Sabines, meanwhile, denied allegations that his party had participated in any irregularities and welcomed a recount in the governor election, saying he had no doubts about his victory.
"The results are in my hand," the former Tuxtla Gutierrez mayor told The Associated Press.
He vowed to unify Chiapas, home to the 1994 Zapatista rebel uprising, where many feared the election would exacerbate the national political crisis that has erupted in the wake of the presidential election.
Miguel Ballinas, a PAN spokesman in Chiapas, said the party will support Aguilar in his fight for the governorship through legal channels.
But outside of that, "in terms of protests, blockades, etc., we will not," he said. "The PAN does not support those type of actions."
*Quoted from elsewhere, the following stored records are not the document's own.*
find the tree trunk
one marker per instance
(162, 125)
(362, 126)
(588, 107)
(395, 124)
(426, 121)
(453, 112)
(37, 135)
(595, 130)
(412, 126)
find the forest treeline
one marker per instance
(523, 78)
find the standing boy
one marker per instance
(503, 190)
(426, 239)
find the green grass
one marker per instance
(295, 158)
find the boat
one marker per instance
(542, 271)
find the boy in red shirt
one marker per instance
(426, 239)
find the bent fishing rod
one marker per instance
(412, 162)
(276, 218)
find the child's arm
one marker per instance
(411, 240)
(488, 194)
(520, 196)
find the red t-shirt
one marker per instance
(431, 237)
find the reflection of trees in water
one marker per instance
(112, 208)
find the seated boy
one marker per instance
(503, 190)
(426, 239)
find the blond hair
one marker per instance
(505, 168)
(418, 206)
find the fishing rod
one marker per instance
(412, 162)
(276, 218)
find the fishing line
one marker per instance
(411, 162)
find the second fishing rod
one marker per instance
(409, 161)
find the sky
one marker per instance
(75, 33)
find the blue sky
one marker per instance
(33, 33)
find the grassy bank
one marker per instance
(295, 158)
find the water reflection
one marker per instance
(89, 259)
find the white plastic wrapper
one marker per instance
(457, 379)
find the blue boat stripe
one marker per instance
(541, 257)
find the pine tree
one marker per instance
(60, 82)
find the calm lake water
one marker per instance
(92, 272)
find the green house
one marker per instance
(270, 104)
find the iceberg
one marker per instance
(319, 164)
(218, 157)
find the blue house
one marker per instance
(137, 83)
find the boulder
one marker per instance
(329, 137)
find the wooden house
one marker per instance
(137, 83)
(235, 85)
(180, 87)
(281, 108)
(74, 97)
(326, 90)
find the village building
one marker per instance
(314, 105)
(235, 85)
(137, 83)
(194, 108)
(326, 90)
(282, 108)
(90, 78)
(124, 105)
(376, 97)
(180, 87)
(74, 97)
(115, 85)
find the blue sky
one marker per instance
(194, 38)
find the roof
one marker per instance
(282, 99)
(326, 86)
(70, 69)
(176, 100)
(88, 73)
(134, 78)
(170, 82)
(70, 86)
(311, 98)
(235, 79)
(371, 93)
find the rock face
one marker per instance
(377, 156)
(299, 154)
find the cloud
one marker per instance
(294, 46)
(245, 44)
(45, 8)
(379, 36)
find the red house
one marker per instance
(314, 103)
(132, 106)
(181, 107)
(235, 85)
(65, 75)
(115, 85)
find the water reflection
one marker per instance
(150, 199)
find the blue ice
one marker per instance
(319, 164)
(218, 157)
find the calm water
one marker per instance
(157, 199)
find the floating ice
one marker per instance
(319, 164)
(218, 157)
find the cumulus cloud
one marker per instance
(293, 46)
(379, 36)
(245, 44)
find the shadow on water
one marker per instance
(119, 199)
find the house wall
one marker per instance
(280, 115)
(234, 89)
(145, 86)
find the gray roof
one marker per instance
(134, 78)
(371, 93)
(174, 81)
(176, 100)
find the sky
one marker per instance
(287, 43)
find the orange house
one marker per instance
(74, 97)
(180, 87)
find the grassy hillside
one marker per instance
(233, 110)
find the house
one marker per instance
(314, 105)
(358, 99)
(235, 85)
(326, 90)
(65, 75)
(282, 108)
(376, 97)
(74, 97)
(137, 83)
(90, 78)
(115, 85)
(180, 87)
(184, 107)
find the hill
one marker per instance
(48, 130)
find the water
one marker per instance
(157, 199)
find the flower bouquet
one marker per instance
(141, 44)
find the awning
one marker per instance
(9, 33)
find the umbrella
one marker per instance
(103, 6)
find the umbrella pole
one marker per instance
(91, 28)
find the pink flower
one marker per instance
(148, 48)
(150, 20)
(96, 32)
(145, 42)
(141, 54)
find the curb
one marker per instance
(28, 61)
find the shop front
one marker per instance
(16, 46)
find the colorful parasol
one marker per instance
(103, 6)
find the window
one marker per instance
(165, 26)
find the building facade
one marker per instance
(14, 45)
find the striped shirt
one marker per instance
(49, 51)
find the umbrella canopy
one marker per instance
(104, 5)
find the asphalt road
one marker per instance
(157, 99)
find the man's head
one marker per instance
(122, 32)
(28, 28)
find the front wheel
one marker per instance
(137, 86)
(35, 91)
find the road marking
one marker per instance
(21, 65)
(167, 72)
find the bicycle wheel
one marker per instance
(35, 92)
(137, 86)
About 1,000 national and foreign observers monitored the vote, with one group saying problems were widespread. Enrique Vera of the Mexican Electoral Observation Movement said irregularities included busing in voters and other tactics to boost Sabines' vote total.
Police arrested four men for possible electoral violations, including a prominent labor leader accused of carrying about $5,000 in cash to buy votes for PRI. The union denied the charges.
Ballinas said that local authorities in one Indian village opened the polls for just five minutes before saying the voting was complete.
"With all this, I don't know what to think," said Monica Lopez, a 24-year-old pharmaceutical chemist who is from Aguilar's hometown of Tapachula but would not say for whom she voted. "The important thing is that the community is participating in democracy. ... I hope that everyone respects the decision" of electoral officials.